NAACAM commercial director Shivani Singh noted that the globally integrated production environment requires consistent investment by component suppliers in upgrading the technical proficiency of shopfloor staff.

Singh explained that, through NAACAM’s experience in delivering firm-level competitiveness upgrading interventions, “it has become clear that traditional kaizen and production optimisation methodologies are not sufficient to ensure the South African supply base can compete with low-cost manufacturing destinations such as Thailand and Malaysia”.

Singh also noted that South African suppliers that have been successful in implementing Industry 4.0 methodologies are those which nurture a holistic approach to skills development in their organisations, and which prioritise the development of ‘lateral’ inter-disciplinary skills. 

To capitalise on these opportunities, employers highlight the criticality of improved ‘soft’ and technical skills within the graduate pipeline entering the sector.

To identify and adapt to change, it is suggested that the sector requires a workforce that is agile, highly proficient in problem-solving, and which displays a willingness to learn on-the-job.

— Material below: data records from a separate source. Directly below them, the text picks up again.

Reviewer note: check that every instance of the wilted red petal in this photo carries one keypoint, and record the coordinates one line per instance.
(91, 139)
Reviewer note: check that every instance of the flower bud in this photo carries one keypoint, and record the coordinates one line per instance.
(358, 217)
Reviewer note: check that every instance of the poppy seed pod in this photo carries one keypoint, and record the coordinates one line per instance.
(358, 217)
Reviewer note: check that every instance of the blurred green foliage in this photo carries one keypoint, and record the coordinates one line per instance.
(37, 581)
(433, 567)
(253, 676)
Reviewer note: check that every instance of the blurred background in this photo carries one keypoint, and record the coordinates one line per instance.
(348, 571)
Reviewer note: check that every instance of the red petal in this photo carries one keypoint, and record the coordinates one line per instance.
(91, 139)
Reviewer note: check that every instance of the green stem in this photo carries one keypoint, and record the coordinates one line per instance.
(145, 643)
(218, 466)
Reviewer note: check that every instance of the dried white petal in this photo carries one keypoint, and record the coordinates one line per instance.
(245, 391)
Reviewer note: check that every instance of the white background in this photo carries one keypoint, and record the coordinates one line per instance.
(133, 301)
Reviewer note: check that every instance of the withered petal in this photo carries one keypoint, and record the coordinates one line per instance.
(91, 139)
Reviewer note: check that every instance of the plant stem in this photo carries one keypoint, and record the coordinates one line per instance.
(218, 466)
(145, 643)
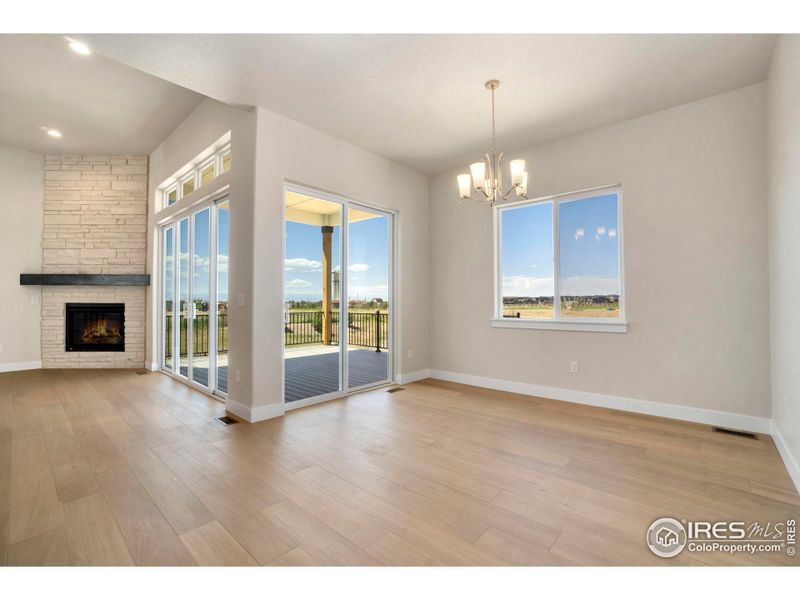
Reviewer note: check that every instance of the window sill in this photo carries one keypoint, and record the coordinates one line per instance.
(611, 326)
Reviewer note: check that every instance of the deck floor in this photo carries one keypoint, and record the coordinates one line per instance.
(309, 376)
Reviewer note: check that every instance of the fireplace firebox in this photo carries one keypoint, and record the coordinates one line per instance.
(95, 328)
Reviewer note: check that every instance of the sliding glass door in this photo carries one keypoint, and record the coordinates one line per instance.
(195, 297)
(337, 296)
(368, 296)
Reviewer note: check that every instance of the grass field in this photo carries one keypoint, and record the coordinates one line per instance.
(545, 311)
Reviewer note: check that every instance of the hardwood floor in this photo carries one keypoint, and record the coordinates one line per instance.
(102, 467)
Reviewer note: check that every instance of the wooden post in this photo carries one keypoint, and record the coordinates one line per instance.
(377, 331)
(327, 272)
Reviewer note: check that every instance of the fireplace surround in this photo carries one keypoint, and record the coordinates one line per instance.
(95, 327)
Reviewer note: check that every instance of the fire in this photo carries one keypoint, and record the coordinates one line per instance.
(100, 332)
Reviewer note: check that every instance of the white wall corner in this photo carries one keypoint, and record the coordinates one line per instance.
(254, 414)
(404, 378)
(646, 407)
(792, 466)
(26, 366)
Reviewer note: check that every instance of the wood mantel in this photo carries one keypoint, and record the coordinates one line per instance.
(82, 279)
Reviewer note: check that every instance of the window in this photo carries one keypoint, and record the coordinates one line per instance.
(207, 174)
(187, 186)
(226, 161)
(210, 164)
(559, 263)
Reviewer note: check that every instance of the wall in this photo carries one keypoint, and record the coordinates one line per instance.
(204, 126)
(94, 222)
(21, 192)
(289, 151)
(267, 150)
(784, 236)
(695, 239)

Moreover, to support the uptake of new technology, sound technical skills remain a key requirement for new entrants as identified in the High Gear survey. Employers, however, report difficulties in identifying prospective employees with these skills.


Further, global best practice applied in Turkey and Germany show that, along with substantial, co-ordinated and continued investment into skills, there are four core elements behind building a robust and highly skilled labour market.

These comprise a strong primary and secondary education; sound career guidance and an improved reputation for technical qualifications; strong linkages between the private sector, tertiary institutions, and government; along with a focus on providing transferable skills training.